1. If your light and heavy peptides have completely different sets of transitions but you still want to normalize by dividing the total light area by the total heavy area for that peptide then you should check the "Simple precursor ratios" checkbox on the "Quantification" tab at "Settings > Peptide Settings".
However, this would be an unusual thing to want to do with peptides.

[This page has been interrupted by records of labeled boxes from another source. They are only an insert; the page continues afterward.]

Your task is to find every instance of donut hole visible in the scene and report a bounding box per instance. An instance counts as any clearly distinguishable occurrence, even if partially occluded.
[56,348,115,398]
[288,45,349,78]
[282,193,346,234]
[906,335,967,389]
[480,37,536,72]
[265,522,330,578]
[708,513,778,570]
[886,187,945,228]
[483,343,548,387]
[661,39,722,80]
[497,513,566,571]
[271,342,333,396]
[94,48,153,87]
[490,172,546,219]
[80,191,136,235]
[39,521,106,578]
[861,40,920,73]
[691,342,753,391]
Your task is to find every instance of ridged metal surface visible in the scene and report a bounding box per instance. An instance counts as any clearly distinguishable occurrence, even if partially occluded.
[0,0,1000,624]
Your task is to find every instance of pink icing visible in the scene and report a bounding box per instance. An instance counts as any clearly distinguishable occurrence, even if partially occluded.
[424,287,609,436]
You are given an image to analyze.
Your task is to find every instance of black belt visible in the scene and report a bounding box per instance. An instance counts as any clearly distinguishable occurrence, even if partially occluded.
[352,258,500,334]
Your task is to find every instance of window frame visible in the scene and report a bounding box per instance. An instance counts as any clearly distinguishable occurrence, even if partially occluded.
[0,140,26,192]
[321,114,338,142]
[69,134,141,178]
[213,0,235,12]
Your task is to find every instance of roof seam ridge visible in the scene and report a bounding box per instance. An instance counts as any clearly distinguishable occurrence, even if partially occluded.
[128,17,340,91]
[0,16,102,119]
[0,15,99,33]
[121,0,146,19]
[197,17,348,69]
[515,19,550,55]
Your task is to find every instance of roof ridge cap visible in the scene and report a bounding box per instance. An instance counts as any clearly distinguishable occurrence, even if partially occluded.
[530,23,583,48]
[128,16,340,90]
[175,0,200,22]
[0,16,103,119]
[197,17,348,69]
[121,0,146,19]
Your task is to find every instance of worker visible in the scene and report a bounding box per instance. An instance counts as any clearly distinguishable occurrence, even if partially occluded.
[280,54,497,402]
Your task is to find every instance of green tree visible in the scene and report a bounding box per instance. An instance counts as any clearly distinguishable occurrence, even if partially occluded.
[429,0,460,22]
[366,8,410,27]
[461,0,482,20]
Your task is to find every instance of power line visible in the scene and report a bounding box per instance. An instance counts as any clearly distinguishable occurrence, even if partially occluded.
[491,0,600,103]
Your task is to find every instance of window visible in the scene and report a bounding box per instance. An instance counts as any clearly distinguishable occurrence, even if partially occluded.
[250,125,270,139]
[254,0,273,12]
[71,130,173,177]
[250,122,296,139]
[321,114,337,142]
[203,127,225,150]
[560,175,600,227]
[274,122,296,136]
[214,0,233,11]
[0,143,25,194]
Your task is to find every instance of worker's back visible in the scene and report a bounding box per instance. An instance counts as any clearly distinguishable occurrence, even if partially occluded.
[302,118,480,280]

2. If you want to normalize by dividing by the area of a completely different peptide then that is a "surrogate standard". There is some information about surrogate standards here:
https://skyline.ms/wiki/home/software/Skyline/page.view?name=Surrogate%20Standards
3. I am pretty sure that the normalization method that you are describing where you divide first by the global standard area and then by the heavy area does not make mathematical sense. That would be similar to dividing by the square of the normalization factor, which also would not make sense.
4. As of Skyline 24.1, the value that you see in the Document Grid "Protein Abundance" is calculated by summing the transition areas. When you are customizing your report there is a different column "Protein Abundance Transition Average" which you could have on your Report instead.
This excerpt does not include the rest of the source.